The House bill lacks explicit conditions on participation, corruption, and civil society, but, similar to the Senate, requires the State Department to submit “a multi-year strategy for assistance to Central America” including "a clear mission statement; achievable goals and objectives and associated benchmarks and timelines;" as well as a spending plan and "a description of host country actions and commitments, including host country funding."
The Senate included $2 million for a UN-sponsored international legal body, similar to the CICIG, to be stood up in Honduras (which now seems unlikely as the newly-proposed OAS body, the Mission to Support the Fight against Corruption and Impunity in Honduras (Misión de Apoyo contra la Corrupción y la Impunidad en Honduras, MACCIH), is under consideration and President Hernandez has presented his own anti-corruption initiative – although both lack the legal teeth and independence to be considered sufficiently similar to a CICIG-like body). It also required the State Department to submit a report on how to improve judicial reform in Central America and a “dollar-for-dollar cost matching requirement to ensure political will.”
What Now?
At a June event at the Woodrow Wilson Center, Assistant Secretary of State for Western Hemisphere Affairs Roberta Jacobson said: “What I fear, and I will be very honest, is that Congress is only going to authorize the security part and say we don’t need the rest. And that is a recipe for disaster because everything is security… And unless we do everything, we will fail. And we will have more migration crises.”
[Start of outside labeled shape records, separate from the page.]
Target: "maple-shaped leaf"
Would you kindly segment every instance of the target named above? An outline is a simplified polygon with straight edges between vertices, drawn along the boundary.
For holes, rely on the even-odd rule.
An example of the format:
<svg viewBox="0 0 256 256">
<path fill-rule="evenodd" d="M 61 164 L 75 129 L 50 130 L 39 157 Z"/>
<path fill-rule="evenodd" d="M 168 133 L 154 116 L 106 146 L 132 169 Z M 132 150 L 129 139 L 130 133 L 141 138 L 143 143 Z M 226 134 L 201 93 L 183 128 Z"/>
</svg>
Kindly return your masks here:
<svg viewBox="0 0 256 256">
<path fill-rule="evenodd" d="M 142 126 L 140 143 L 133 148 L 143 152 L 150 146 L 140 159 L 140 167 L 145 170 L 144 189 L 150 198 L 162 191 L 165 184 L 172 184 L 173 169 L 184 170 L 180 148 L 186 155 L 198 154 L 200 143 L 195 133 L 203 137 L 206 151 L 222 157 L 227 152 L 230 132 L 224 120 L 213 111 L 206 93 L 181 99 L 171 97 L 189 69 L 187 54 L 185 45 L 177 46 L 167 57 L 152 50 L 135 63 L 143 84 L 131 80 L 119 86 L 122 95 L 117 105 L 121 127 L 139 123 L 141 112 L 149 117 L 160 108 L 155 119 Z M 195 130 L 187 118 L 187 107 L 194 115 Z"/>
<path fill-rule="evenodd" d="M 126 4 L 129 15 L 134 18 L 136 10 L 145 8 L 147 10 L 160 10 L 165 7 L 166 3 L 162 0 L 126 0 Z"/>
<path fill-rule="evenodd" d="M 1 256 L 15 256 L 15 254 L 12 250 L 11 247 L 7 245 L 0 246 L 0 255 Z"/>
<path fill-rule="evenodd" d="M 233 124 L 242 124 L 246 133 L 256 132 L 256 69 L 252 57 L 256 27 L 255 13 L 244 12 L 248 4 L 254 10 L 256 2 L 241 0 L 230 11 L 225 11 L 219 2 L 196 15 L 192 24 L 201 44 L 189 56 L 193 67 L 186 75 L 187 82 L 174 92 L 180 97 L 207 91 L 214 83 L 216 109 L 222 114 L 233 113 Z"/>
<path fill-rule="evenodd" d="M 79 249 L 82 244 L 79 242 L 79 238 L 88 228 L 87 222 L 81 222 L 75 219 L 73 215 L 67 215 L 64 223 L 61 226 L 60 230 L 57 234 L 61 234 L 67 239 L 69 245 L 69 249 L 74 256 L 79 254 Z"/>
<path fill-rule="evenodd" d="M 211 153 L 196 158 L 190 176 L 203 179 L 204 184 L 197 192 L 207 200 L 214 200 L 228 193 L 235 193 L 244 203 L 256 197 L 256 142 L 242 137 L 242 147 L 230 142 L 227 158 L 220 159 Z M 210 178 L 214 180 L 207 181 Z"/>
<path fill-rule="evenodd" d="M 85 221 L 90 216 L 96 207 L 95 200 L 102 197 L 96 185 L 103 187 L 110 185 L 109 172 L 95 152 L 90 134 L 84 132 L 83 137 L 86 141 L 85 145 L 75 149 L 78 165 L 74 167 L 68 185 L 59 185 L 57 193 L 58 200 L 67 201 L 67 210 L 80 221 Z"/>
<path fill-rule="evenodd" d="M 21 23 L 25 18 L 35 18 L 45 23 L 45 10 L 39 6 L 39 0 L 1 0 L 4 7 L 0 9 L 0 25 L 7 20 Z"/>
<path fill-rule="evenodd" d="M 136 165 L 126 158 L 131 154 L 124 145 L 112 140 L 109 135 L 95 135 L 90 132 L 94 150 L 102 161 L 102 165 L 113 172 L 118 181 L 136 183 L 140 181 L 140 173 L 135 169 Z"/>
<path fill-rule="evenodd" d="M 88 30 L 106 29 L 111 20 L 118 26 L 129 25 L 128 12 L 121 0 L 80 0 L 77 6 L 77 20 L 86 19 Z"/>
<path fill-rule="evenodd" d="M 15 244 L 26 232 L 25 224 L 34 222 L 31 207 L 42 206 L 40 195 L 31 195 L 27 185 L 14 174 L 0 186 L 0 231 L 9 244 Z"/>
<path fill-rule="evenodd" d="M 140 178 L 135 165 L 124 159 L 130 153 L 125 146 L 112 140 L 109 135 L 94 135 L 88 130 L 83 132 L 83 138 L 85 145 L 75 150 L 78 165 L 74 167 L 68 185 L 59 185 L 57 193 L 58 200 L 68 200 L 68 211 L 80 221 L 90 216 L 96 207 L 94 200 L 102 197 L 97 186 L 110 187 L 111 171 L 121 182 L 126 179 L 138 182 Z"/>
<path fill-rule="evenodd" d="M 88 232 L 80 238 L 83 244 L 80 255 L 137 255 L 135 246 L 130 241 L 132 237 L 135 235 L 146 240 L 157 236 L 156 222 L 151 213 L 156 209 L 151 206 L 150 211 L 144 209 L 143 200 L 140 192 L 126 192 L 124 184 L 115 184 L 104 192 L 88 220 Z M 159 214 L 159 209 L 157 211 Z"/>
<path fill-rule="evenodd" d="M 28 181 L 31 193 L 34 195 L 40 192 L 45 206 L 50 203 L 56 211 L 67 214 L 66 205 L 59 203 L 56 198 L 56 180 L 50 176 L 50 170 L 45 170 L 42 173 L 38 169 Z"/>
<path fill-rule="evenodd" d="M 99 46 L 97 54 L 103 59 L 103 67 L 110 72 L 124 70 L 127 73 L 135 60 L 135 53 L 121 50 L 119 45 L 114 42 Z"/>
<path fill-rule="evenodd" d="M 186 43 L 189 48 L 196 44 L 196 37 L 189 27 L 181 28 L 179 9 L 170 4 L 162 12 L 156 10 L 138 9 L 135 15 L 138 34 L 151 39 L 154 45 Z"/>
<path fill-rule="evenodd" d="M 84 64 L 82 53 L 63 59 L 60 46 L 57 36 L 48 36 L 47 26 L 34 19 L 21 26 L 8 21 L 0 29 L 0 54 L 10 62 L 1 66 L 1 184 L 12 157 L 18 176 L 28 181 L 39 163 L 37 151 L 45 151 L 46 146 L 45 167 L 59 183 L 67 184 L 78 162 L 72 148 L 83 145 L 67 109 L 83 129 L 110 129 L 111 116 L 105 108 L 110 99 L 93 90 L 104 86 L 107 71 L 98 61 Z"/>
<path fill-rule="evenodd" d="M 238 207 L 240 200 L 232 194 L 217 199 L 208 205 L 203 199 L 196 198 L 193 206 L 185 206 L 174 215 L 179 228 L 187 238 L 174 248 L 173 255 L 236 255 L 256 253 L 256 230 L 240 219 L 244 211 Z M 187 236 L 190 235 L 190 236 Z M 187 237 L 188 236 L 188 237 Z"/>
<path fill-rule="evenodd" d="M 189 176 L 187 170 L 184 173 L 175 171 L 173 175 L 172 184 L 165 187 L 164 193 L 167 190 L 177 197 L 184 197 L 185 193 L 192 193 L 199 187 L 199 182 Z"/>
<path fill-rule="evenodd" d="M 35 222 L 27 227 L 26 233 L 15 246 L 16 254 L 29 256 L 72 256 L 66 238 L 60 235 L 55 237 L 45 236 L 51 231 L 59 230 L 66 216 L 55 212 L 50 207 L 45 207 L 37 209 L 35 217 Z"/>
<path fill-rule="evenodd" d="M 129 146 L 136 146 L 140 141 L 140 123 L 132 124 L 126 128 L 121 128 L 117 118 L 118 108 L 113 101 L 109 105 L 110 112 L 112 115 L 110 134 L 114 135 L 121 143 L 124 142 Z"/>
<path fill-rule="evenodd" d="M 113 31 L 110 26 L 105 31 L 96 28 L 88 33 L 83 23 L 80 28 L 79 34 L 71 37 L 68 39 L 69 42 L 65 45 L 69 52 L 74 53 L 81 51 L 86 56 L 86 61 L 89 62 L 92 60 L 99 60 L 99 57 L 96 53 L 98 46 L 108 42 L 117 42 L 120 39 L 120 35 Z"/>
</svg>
In December we will have a final picture of what assistance to Central America will look like in 2016. But for now, while the Senate bill calibrates assistance to push for progress on reform, impunity and human rights, the bill that came out of the House denies most of the White House’s request to “do everything,” not just security. If the House prevails, its bill, combined with Congress’ Defense Department proposal, would be setting a course toward Assistant Secretary Jacobson’s worst-case scenario.